The teacher never said "No," but what was worse was that he never said "Yes." Instead, he told the kid just to get some sleep (good advice, for sure) and just do his work for the class. I think the teacher meant well, but the bottom line is that he wasn't hearing what the kid was trying to say. The kid wanted to actually learn the material, not just fill out the worksheets---even though that was enough to satisfy the teacher. The student tried asking a couple of different ways to no avail. I did tell the student that if wanted help to find me after school. I meant it, too. I was angry with the teacher, but just smiled and counted to ten. "If you can't be bothered to help a student," I wanted to say, "then just send him/her to me."

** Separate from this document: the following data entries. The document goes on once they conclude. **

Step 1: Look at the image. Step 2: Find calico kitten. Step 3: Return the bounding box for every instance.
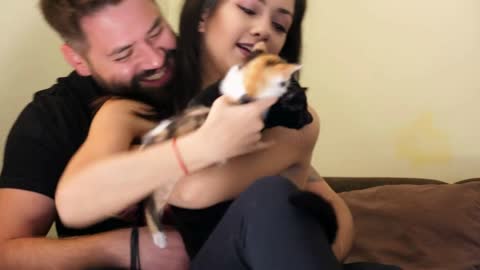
[141,43,302,248]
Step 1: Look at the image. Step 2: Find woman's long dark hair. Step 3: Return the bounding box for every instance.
[175,0,307,107]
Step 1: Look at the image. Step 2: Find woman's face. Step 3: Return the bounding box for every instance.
[199,0,295,82]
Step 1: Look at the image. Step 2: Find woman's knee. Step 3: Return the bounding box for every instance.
[235,176,297,208]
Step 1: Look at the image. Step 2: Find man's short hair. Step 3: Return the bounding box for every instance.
[40,0,123,51]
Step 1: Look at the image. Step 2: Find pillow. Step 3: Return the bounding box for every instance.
[340,181,480,270]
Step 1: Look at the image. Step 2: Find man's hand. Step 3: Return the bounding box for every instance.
[139,227,189,270]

(As an aside to this story, the kid also made a comment about how the teacher who sent this e-mail makes him feel like crap all the time. Gee kid, I thought it was just his co-workers he treated that way.)
I didn't see the student after school that day. I did see him again the morning of the test. He was still working on answering questions when I arrived in the room for my class. His teacher left him with me to finish his work, so I sat him off to the side and did some cheerleading for him to get things completed. What I learned in talking to the kid to prompt his thinking is that he's pretty bright. He had a good handle on concepts and vocabulary---but after yet another night without sleep and stressing about things, answering questions on paper was not going well. I told him to relax...to move onto the remaining items he knew and to go back to the others later. He actually did okay once I got him calmed down. We'll see what his teacher thinks about the test.
As for the kid? He's coming in after school on Monday to get some tutoring before finals. I think I can help him acquire some tools for studying and test-taking that will help him make the most of his smarts. I can't claim to be superteacher---I don't have success with all of my students, much as I might like or how hard I try. But this kid is one I can make a difference with, even if he isn't one of my own students. In the grand scheme of things, I always hope that for those in my own classes that I am unable to reach, that there is another teacher there who does have a strong connection. Obviously, it won't be the teacher next door.
Update: The kid saw me on Monday morning and gave me a big hug. He was very happy with his test score. I'm happy for him, too.